Worse, the inequality data isn’t missing or flawed at random. From other work on political instability, we know that the kinds of countries that are least likely to produce reliable measures of inequality — the poorest or most repressive states — are often the ones most likely to suffer turmoil. Those kinds of countries also happen to be the ones least covered by the international press and the most opaque to foreign scholars. So our ability to observe both inequality and instability is often obscured in the most critical cases.
With such incomplete and blurry information about the crucial quantities, why are so many of us so sure that economic inequality is a principal cause of political turmoil? Careful observation is one answer. Aristotle and Marx drew inferences about the destabilizing effects of inequality from their deep knowledge of the societies around them. In the past several years, claims about inequality’s role in spurring popular unrest often point to protesters’ demands, which frequently reference inequity (e.g., “We are the 99 percent!”).
Those are important pieces of evidence, but they hardly close the case. Humans are notoriously unreliable at understanding and explaining their own behavior, so protesters’ statements about why they have taken to the streets don’t necessarily capture the true or full causes of their actions. Sometimes people participate in protests as a way to connect or improve their image with others or even just for the fun of it.2
Some statistical studies have confirmed the expected association between inequality and instability, but others have not — and all of them have depended on data that suffers from the flaws enumerated above. The seminal economic study that found a link between inequality and instability, Alberto Alesina and Roberto Perotti’s 1996 article, looked at a non-random sample of 71 countries for a single time slice (1970-86) using data on income distributions that did not deal carefully with the methodological issues described above.
Here is an alternative explanation for our collective confidence in this hypothesis: Humans are hard-wired to spot and feel uncomfortable about unfairness.

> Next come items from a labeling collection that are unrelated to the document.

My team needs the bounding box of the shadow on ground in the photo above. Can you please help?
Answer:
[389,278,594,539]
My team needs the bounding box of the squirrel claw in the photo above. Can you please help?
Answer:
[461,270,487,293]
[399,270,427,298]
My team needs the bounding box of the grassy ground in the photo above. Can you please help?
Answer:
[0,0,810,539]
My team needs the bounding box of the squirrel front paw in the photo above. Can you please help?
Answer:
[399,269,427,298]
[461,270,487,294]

Economic inequality is unfair; why should some have so much while others suffer with so little? Economic inequality is also ubiquitous. Its extent varies widely, but it is always present to some degree. So every time we see an uprising or rebellion or coup, we also see inequality, and we often hear the participants in that turmoil talking about inequality as a motivation for their actions. Because this is emotionally salient, we are more likely to see and remember it. Then, when we recall and compare instances of political unrest, a clear pattern emerges: Inequality and unrest seem inextricably linked. Maybe inequality isn’t a sufficient condition for political crisis, but it sure looks like a necessary and important one.

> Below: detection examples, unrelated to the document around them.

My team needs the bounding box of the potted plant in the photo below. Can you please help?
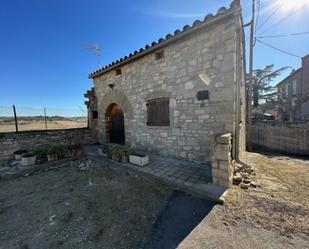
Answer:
[47,146,58,161]
[129,153,149,167]
[34,147,48,163]
[121,145,134,163]
[21,153,36,166]
[75,144,85,157]
[14,150,28,160]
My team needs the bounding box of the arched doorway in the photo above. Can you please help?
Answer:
[105,103,125,144]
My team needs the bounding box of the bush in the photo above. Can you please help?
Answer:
[14,150,28,155]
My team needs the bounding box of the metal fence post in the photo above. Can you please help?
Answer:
[13,105,18,133]
[44,107,47,130]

This alternative explanation may not be true, of course. But it does show that it’s possible to explain our collective confidence in the effects of inequality on political stability without a strong relationship actually existing. That so many careful observers of politics in so many different contexts have reached the same conclusion certainly seems to support the belief that inequality causes political crises. Still, we’ve been collectively wrong about plenty of other things, so it would be useful to subject this belief to more rigorous testing before accepting it as axiomatic. Unfortunately, we’re not there yet.